Several nonionic surfactants have been shown to inhibit transporters (Rege et al., 2001, Koga et al., 2000, Miller et al., 1999, Nerurkar et al., 1996, Woodcock et al., 1992). Most reports of surfactant-induced inhibition of membrane transporters have focused on P-glycoprotein (P-gp). P-gp is expressed extensively in the GIT and potentially contributes to reduced oral absorption of drugs. Many nonionic surfactants effectively inhibit P-gp, although the mechanism of inhibition remains unclear. These nonionic surfactants have potential to increase oral absorption of P-gp substrates. Examples of nonionic surfactant with activity on various efflux pumps include Tweens, Spans, Cremphors (EL and RH40), Pluronic block copolymers, and vitamin E TPGS.

Numerous drugs are substrates for active influx transport systems, which facilitate absorption. Examples include the human apical sodium-dependent bile acid transporter (hASBT), the human intestinal peptide transporter (hPepT-1), and the monocarboxylic acid transporter (MCT). Inhibition of the peptide transporter by nonionic surfactants has been observed (Koga et al., 1998, Koga et al., 1999a, Koga et al., 1999b, Koga et al., 2000). This effect of influx transporters would make surfactants potentially undesirable formulation additives, as these surfactants may reduce drug absorption.

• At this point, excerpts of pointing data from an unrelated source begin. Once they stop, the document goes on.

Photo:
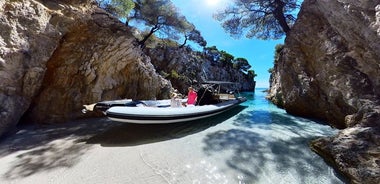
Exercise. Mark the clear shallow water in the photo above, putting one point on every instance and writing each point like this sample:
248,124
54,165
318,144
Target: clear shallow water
255,143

It has been suggested that surfactants can alter membrane fluidity, thereby changing the conformation of membrane bound transporters (Dudeja et al., 1995, Woodcock et al., 1992). This conformation change is associated with inhibition of P-gp’s ATPase activity. It has also been suggested that such surfactants inhibit protein kinase C (PKC), which is involved in the functioning of many transporters like P-gp (Zhao et al., 1989). PKC phosphorylates several membrane transporters, such that transporter function can be modulated by PKC inhibition or activation. Some of these surfactants have also been shown to inhibit metabolizing enzymes like cytochrome P450 (Mountfield et al., 2000). It has also been reported that only surfactant monomers active in transporter inhibition, such that inhibitory activity essentially plateaus above the critical micelle concentration (cmc) (Nerurkar et al., 1997).

The first objective of this study was to evaluate the influence of three nonionic surfactants on three membrane transporters, namely P-gp, PepT-1, and MCT. The three evaluated surfactants were Tween 80, Cremophor EL, and vitamin E TPGS (α-tocopheryl polyethylene glycol 800 succinate), each of which contains poly(ethylene oxide) groups. N-octyl glucoside, a nonionic surfactant without poly(ethylene oxide) groups, was also evaluated. Additionally, the concentration dependence of surfactant-induced transporter inhibition was determined. Specifically, we evaluated whether micelles were active species, like the monomers, and aimed to compare the transporter inhibition potency of the three surfactants. The second objective was to evaluate the role of membrane fluidity and PKC in the surfactant-induced inhibition of these membrane transporters.